Note that in the last paragraph I referred specifically to an "fMRI scanner." A moment's consideration, however, reveals that most of the technology used for fMRI didn't arise out of dedicated efforts to produce a functional brain imager per se. Instead, we got lucky. Scanners are designed and built as clinical devices (worldwide sales in the hundreds to thousands) and not research tools for neuroscience (worldwide sales in the tens per year for pure research applications). A typical MRI scanner has compromises due to expense, size of subjects, stray magnetic field, applicability of methods to (paid) clinical markets, etc. Other forces are at work besides the quality and utility of fMRI. And these forces can be a mixed blessing.
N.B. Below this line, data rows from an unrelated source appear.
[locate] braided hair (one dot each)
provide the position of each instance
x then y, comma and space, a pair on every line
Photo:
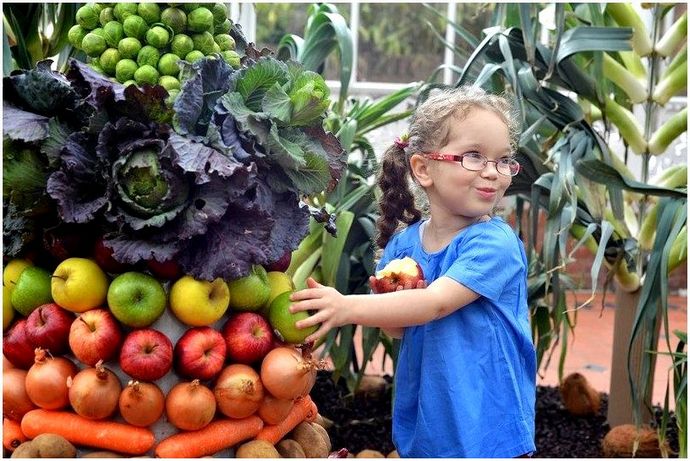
429, 130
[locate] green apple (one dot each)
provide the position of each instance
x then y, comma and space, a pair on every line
136, 299
7, 309
250, 293
199, 303
11, 272
79, 284
31, 290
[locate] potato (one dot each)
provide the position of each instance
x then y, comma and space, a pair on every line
311, 440
257, 449
289, 448
53, 446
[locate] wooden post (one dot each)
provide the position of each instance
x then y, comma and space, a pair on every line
620, 409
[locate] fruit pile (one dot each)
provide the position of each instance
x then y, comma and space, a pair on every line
90, 358
142, 43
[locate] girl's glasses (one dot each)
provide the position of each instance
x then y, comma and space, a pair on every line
474, 161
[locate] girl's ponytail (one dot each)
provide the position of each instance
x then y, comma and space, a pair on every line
397, 201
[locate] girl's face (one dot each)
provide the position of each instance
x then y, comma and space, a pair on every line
457, 190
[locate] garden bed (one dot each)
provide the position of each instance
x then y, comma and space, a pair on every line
361, 422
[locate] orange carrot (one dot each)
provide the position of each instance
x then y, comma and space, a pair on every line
216, 436
109, 435
303, 410
12, 435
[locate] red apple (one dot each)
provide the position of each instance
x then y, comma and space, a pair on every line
48, 327
200, 353
248, 337
281, 264
103, 256
169, 270
398, 272
146, 354
95, 335
17, 347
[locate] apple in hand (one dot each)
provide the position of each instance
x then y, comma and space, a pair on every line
146, 354
48, 327
94, 335
79, 284
248, 336
200, 353
398, 272
17, 347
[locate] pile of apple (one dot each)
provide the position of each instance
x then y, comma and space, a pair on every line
153, 326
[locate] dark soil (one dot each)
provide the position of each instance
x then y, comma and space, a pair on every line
365, 422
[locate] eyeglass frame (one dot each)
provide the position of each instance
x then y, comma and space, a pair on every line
457, 158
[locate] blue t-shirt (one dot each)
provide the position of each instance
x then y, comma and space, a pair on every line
466, 383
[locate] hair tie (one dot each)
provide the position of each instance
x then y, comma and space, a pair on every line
402, 141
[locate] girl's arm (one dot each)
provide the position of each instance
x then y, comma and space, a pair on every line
399, 309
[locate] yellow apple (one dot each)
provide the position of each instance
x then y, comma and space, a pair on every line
199, 303
11, 272
79, 284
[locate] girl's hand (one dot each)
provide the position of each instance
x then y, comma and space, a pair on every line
329, 305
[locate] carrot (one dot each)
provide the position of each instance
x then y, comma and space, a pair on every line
109, 435
216, 436
303, 410
12, 435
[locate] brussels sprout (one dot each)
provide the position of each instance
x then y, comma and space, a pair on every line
203, 42
135, 26
220, 13
232, 58
146, 74
87, 17
169, 83
181, 45
123, 10
93, 45
174, 18
148, 55
168, 64
129, 47
223, 28
106, 15
76, 35
158, 36
109, 60
113, 33
124, 70
225, 42
200, 20
151, 12
194, 56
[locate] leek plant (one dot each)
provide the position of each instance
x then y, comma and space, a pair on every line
601, 66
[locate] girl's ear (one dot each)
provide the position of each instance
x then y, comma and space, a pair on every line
420, 170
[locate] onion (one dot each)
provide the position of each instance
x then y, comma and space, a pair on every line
190, 406
94, 392
141, 404
273, 410
46, 380
238, 391
287, 374
15, 401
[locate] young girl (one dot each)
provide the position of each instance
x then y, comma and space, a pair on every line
465, 378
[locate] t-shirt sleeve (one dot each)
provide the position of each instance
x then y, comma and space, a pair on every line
486, 262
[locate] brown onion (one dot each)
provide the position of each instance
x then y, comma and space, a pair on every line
141, 404
273, 410
238, 391
287, 373
94, 392
46, 380
15, 401
190, 406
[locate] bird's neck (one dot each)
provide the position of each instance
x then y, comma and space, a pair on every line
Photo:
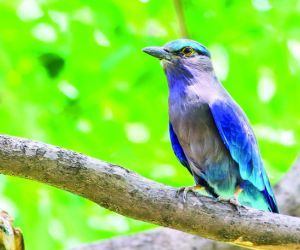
183, 78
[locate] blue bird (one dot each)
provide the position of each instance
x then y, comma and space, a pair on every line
210, 134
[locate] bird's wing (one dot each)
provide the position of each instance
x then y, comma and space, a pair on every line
239, 139
178, 149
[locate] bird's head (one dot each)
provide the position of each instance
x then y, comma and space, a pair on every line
182, 55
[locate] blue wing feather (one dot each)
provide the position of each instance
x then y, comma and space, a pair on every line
239, 139
178, 149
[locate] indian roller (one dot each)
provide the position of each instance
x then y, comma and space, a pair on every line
210, 134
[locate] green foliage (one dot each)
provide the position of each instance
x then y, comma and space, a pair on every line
73, 74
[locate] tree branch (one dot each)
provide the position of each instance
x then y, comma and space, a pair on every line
129, 194
181, 20
169, 239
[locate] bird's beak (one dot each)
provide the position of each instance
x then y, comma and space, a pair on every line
158, 52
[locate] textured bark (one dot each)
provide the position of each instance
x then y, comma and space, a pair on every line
168, 239
129, 194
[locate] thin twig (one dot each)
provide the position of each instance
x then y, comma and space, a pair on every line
181, 20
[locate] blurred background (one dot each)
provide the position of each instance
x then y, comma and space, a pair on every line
72, 74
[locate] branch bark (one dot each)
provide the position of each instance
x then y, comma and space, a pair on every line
181, 20
168, 239
129, 194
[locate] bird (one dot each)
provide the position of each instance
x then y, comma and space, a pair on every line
209, 132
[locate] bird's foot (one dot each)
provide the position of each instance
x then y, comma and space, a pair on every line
185, 190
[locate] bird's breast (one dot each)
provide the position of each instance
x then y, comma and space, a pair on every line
196, 131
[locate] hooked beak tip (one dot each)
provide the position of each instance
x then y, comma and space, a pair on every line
157, 52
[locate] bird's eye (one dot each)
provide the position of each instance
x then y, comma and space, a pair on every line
187, 51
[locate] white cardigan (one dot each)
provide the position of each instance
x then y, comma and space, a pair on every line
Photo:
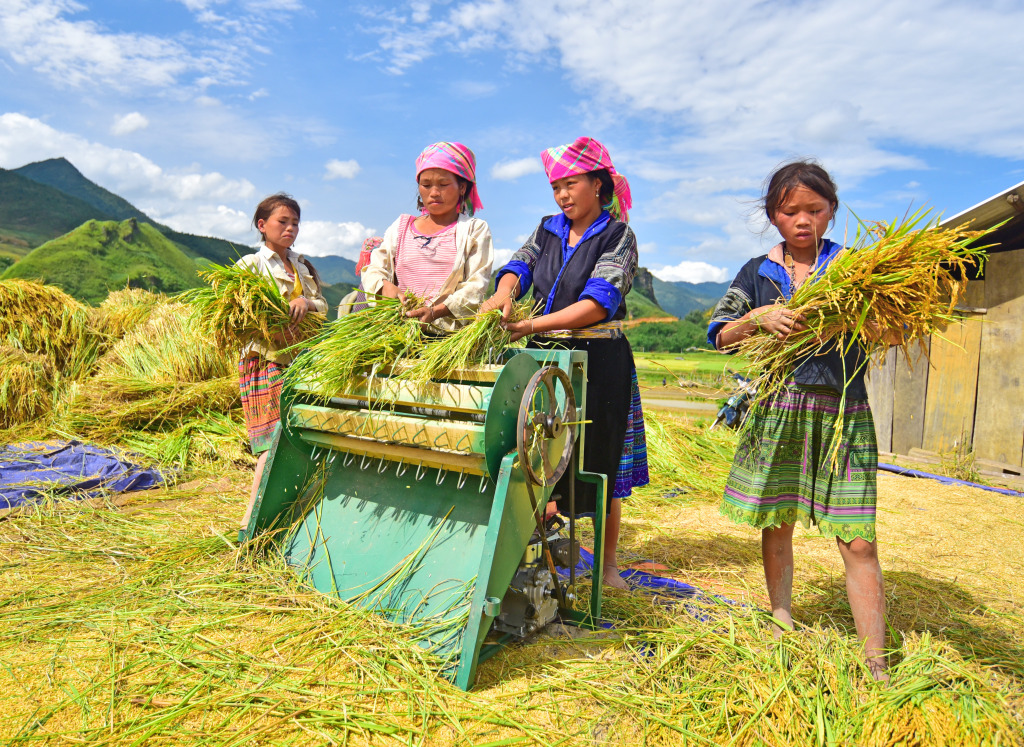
464, 289
266, 261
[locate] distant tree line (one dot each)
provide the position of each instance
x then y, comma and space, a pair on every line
691, 331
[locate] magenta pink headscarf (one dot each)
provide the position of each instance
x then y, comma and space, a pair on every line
583, 156
456, 158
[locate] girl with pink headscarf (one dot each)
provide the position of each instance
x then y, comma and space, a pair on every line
581, 263
442, 255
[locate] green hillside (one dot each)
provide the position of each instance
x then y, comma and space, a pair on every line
60, 174
100, 256
32, 213
679, 298
334, 268
640, 306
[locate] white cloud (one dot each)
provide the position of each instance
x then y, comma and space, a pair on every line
321, 238
730, 91
502, 256
35, 34
692, 273
509, 170
44, 36
473, 88
336, 169
162, 195
129, 123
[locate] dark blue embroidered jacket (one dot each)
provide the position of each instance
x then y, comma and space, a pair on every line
600, 266
763, 281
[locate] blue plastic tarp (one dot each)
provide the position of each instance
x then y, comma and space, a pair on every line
907, 472
651, 582
82, 470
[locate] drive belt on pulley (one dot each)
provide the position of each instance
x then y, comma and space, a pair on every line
546, 434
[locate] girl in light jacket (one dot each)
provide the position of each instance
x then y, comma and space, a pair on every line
443, 255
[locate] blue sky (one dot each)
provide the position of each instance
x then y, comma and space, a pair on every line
194, 110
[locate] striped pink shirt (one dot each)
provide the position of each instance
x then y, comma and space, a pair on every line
424, 262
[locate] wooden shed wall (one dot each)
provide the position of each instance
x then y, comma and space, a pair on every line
973, 387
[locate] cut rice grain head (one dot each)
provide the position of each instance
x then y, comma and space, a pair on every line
26, 386
161, 373
348, 347
243, 305
898, 284
481, 341
44, 320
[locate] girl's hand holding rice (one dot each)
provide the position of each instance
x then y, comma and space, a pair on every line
298, 308
777, 321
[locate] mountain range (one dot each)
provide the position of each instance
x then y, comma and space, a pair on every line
57, 225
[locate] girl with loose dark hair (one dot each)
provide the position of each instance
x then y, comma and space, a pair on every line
260, 368
782, 472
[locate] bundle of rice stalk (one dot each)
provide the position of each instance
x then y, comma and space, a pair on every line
122, 310
476, 343
26, 386
348, 346
164, 371
686, 454
210, 439
905, 283
243, 305
44, 320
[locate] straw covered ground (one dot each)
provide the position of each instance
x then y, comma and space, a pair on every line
144, 622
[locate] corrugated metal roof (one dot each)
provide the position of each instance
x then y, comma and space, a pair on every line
995, 209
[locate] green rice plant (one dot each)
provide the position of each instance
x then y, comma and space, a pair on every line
684, 454
480, 341
203, 441
122, 310
161, 373
354, 344
243, 305
898, 284
42, 319
26, 386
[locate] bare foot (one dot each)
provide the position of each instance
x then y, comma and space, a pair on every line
613, 579
781, 623
879, 670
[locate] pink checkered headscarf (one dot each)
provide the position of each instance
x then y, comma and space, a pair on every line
581, 157
456, 158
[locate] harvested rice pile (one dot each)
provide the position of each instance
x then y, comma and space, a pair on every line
162, 373
243, 305
123, 310
146, 624
685, 454
26, 386
44, 320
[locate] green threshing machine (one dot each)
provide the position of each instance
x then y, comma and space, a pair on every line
425, 501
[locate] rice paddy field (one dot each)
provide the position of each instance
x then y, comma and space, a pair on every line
139, 619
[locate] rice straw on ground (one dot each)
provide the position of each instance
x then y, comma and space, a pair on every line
243, 305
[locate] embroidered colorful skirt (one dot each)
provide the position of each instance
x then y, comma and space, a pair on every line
782, 472
633, 464
260, 383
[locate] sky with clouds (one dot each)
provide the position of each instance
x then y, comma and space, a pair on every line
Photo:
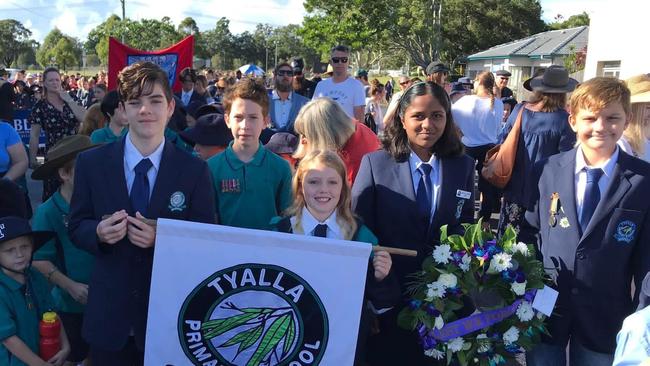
78, 17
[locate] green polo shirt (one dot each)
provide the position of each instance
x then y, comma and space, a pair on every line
15, 316
52, 216
106, 135
249, 194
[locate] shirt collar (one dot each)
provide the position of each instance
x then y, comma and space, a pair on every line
309, 223
607, 167
237, 164
132, 156
275, 96
415, 161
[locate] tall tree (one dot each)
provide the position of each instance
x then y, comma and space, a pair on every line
14, 40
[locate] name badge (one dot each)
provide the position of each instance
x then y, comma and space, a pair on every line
463, 194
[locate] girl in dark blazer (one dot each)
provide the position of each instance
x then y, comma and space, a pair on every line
420, 181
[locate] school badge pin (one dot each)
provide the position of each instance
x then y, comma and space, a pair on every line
177, 201
253, 314
625, 231
459, 208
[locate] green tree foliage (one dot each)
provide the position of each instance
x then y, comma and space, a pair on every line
145, 34
14, 40
59, 49
573, 21
425, 30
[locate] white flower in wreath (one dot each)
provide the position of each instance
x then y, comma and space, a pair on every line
483, 343
448, 280
525, 311
511, 336
435, 290
521, 248
465, 262
500, 262
439, 322
564, 223
456, 344
434, 353
519, 288
442, 254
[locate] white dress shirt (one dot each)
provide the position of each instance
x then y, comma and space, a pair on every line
581, 176
132, 157
282, 109
436, 177
309, 223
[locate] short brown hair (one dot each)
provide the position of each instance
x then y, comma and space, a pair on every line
597, 93
250, 89
139, 79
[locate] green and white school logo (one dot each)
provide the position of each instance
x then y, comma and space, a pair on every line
253, 314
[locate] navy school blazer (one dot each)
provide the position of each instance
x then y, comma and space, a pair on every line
384, 197
118, 295
593, 270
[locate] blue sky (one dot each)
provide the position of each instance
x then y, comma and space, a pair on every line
78, 17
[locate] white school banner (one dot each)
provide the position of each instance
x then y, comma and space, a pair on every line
230, 296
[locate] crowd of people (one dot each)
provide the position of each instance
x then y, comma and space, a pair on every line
323, 158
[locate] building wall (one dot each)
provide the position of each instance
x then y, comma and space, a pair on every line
626, 46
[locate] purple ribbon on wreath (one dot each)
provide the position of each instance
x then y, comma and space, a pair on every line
461, 327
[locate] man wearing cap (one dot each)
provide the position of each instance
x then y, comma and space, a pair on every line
66, 266
501, 89
209, 136
284, 103
341, 87
301, 85
437, 72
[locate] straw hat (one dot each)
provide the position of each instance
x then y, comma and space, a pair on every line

Thus, part of the motivation for writing this post series is to provoke consideration of alternative current technologies; hardware or methods that exist right now but for whatever reason aren't available on the scanner you use for fMRI. Perhaps there are simple changes that can benefit fMRI applications even if these changes compromise a clinical application. For some facilities, like mine, that would be an acceptable trade.


What's in a name?

On this blog I'll use the moniker i-fMRI to label these op-ed posts. You can interpret the i however you like. Mathematicians might want to consider an imaginary scanner. Engineers might want to consider an impractical scanner. (This variant happens to be my preference.) Economists and business types might think of an inflationary fMRI scanner, because it's likely that the developments we seek will only drive the cost up, not down. And you neuroscientists? Well, we hope you'll consider your ideal fMRI scanner.

(Apple, if you're reading this - too late. We already sold the i-fMRI trademark to some company in China. Sorry.)